Triumphing over my hangover meant that I was at last able to
think
, as Dido would have put it, instead of merely to think. I was no longer worried about Lyle; it was in her own best interests to keep quiet. But although I might succeed in ringing down the curtain with my usual masterly efficiency, I knew I had an absolute moral duty to establish why I had wound up in such an appalling mess.

It was no good merely telling myself my behaviour had resulted from the strain of the funeral and a surfeit of whisky. These factors, though not without significance in my journey over the brink of decency into lunacy, were mere irritants, exacerbating a situation which already existed. My sexual frustration was probably a more crucial factor than the strain and the drink; any man who returns from his honeymoon with his marriage unconsummated is bound to be in an unstable state. Nevertheless I felt I had to look past my sexual frustration too in order to perceive the complex problem beyond. Why, after all, had I returned from my honeymoon with an unconsummated marriage? Because I had married Dido, even though it had been patently obvious that she had profound psychological difficulties which included sexual frigidity. And why had I married her? It was no use now, at this stage of the game, to plead feebly that I was the victim of an
amour fou
. That explained nothing, and as a good Modernist I had to believe in a rational explanation.

Of course a psychologist would probably have jumped to the conclusion long since that I was a masochist, one of those unfortunate creatures who obtained sexual thrills from being maltreated by women. But the trouble with this theory was that it bore no relation to my private fantasies, which usually (since I was a good clergyman) I managed to suppress. In other words, I knew very well that if Dido and I were locked up naked together with a couple of unspeakable toys, it certainly wouldn’t be me who’d wind up chained to the bedpost and begging to be whipped. Every instinct told me that I was very far from being a masochist, but if I wasn’t a masochist, why on earth had I married Dido after all her appalling behaviour during our tortuous courtship?
I ADORE YOU
, I had declared in my recent telegram, and since I still wanted her I could only suppose this must be true, but if I wasn’t a masochist, how had this unlikely adoration managed to survive?

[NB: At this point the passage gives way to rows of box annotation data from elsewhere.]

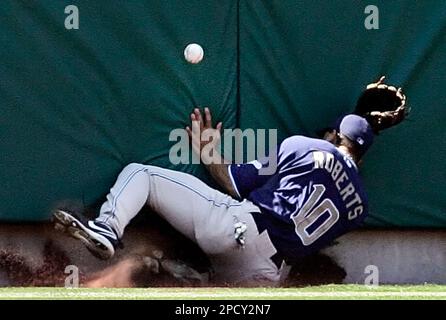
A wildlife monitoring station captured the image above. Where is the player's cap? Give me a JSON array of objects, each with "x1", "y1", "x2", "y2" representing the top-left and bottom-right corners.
[{"x1": 339, "y1": 114, "x2": 374, "y2": 154}]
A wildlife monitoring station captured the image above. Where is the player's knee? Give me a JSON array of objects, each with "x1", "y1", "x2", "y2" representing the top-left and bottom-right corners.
[{"x1": 124, "y1": 162, "x2": 145, "y2": 171}]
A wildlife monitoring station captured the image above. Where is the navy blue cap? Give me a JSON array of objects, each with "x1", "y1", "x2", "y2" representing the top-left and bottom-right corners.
[{"x1": 339, "y1": 114, "x2": 374, "y2": 154}]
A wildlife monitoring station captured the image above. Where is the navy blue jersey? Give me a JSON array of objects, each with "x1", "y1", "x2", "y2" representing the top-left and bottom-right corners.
[{"x1": 229, "y1": 136, "x2": 368, "y2": 260}]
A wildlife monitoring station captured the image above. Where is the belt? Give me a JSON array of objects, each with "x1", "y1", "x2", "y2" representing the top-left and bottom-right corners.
[{"x1": 250, "y1": 212, "x2": 285, "y2": 269}]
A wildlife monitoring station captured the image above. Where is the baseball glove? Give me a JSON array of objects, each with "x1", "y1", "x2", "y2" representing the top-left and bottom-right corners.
[{"x1": 355, "y1": 76, "x2": 410, "y2": 134}]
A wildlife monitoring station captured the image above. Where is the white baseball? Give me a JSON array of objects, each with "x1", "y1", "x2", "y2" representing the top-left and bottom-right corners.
[{"x1": 184, "y1": 43, "x2": 204, "y2": 64}]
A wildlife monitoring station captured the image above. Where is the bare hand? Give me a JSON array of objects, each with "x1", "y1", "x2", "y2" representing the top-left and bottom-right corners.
[{"x1": 186, "y1": 107, "x2": 222, "y2": 157}]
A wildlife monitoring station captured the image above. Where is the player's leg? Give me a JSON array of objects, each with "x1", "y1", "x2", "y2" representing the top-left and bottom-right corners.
[{"x1": 96, "y1": 164, "x2": 242, "y2": 251}]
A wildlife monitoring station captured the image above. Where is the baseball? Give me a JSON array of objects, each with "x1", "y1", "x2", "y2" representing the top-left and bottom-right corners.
[{"x1": 184, "y1": 43, "x2": 204, "y2": 64}]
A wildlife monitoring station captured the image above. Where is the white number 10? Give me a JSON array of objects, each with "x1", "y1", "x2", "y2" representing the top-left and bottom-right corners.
[{"x1": 292, "y1": 184, "x2": 339, "y2": 246}]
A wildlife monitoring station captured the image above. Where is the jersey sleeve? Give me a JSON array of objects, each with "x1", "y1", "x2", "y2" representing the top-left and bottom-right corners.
[{"x1": 228, "y1": 158, "x2": 276, "y2": 199}]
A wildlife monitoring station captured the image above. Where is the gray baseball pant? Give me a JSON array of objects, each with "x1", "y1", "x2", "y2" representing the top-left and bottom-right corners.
[{"x1": 97, "y1": 163, "x2": 286, "y2": 285}]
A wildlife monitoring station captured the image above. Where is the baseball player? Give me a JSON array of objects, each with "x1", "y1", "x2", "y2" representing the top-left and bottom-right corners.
[{"x1": 54, "y1": 79, "x2": 406, "y2": 285}]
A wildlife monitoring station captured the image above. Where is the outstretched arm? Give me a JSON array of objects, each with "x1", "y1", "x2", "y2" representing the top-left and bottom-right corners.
[{"x1": 186, "y1": 108, "x2": 238, "y2": 197}]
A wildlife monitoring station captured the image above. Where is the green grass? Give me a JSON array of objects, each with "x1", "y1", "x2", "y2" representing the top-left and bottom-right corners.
[{"x1": 0, "y1": 285, "x2": 446, "y2": 300}]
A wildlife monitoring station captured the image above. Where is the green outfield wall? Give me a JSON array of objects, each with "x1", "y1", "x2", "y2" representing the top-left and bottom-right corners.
[{"x1": 0, "y1": 0, "x2": 446, "y2": 228}]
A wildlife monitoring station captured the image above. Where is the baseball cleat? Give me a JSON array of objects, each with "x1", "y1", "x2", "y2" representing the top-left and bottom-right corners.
[{"x1": 53, "y1": 209, "x2": 121, "y2": 260}]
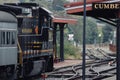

It was all very well to tell myself (romantically) that I was endowed with inexhaustible patience, outstanding tenacity and a truly phenomenal Christian charity; it was all very well to tell myself (cynically) that I had to adore her in order to save the marriage and rescue myself from ruin. But what in heaven’s name, I asked myself in all honesty, was really going on? Even if I pleaded that I had fallen victim to the thrill of a challenge and the euphoria of chasing a first-class prize, I would still have to ask myself why I, a born survivor, had wound up taking such a suicidal course of action.